CRAS devido à dificuldade em trabalhar por não ter quem (leia-se: políticas públicas) assegure os cuidados (processo educacional e formativo) dos filhos.

A entrevista com Márcia foi a mais breve de todas. “Sou meia tímida”. Foi convidada após um grupo do PSA e, com certo receio inicial, topou participar. Através de poucas palavras, conta sobre a situação de desemprego dela e seu marido, sobre ter retornado aos estudos com o curso de enfermagem; sobre sua realidade. Traz, também, suas percepções sobre a política brasileira. “Votei no Haddad (...) Meu marido também, todo mundo que eu conheço votou no

Haddad”.

Joana, penúltima entrevistada, tem uma longa trajetória na política de assistência social, acessando toda a rede de proteção social, da básica à especial (de média e alta complexidade). Afirma que, em sua família, “todo mundo tem uma participação no CRAS”. É negra, tem cinco filhos e, ao longo da entrevista, relata diferentes situações em que foi discriminada, segundo ela, por sua “aparência”. Aposta na fé e na oração, embora não frequente igrejas e não se restrinja a nenhuma religião.

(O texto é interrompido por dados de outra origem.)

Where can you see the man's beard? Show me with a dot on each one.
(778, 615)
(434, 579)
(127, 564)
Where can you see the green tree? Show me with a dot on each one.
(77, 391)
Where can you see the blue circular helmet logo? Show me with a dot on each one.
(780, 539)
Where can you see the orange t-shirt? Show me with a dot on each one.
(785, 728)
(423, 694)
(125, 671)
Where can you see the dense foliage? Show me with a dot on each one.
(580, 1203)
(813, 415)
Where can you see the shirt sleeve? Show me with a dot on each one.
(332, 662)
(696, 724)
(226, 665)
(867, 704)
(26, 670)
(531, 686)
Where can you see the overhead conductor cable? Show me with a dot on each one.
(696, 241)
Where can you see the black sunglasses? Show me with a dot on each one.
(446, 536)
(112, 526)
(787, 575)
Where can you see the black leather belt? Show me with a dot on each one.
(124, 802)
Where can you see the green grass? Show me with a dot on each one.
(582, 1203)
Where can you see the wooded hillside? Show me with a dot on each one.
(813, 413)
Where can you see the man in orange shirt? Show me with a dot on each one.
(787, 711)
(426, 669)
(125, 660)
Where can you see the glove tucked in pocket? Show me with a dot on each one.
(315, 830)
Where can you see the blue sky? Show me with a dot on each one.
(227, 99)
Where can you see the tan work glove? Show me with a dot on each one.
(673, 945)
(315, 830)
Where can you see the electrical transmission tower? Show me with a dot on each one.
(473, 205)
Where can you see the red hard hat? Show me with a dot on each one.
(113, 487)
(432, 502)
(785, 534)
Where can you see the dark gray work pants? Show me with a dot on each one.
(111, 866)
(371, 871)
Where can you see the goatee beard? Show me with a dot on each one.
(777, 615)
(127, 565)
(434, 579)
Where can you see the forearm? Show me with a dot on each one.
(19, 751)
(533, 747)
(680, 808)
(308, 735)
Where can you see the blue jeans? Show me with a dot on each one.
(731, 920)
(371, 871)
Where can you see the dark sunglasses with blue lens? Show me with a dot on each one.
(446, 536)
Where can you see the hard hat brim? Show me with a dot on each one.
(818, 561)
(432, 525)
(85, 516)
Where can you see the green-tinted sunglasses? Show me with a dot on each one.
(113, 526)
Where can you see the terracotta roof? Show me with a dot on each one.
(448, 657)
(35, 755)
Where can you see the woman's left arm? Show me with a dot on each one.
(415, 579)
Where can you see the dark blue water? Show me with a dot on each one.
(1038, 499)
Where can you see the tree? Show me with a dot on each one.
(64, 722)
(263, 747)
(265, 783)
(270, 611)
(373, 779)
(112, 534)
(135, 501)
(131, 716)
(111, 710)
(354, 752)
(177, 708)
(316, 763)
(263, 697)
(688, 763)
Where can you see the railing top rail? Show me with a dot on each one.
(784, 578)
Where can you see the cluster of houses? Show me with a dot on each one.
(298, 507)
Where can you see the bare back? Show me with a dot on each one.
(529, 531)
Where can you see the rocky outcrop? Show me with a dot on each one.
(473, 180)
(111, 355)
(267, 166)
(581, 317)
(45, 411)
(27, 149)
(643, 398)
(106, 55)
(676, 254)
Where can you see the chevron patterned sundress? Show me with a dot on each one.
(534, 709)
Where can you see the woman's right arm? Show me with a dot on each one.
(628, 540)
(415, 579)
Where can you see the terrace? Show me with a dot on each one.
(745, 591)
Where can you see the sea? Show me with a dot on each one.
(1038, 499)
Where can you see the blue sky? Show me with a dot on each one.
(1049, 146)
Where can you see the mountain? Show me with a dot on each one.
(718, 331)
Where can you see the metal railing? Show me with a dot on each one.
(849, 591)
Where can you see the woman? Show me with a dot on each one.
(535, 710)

A entrevista de Luiz, bem como sua vida, é, também, fortemente marcada pela crença religiosa. Partilha de Joana a opção de não frequentar igrejas. Sua presença no CRAS é recente:

“(...)antigamente quem recebia pros meus filhos era minha esposa, só que ela morreu, e eu que tomei conta deles agora”. É de São Bernardo do Campo e fala, brevemente, do tempo em que “vendia cafezinho pro Lula”. Hesitou, de início, a falar sobre os sonhos que carrega e, assim,

como Camila, se (e me) emocionou. Terminou a entrevista com uma preocupação levantada antes de começarmos: “Você desculpa se falei alguma coisa errado, alguma palavra”. Também, no final, reafirmou sua humildade, religiosidade e solicitude: “Se precisar nós

estamos aí. Aqui, aí você fica com Deus, viu?!”.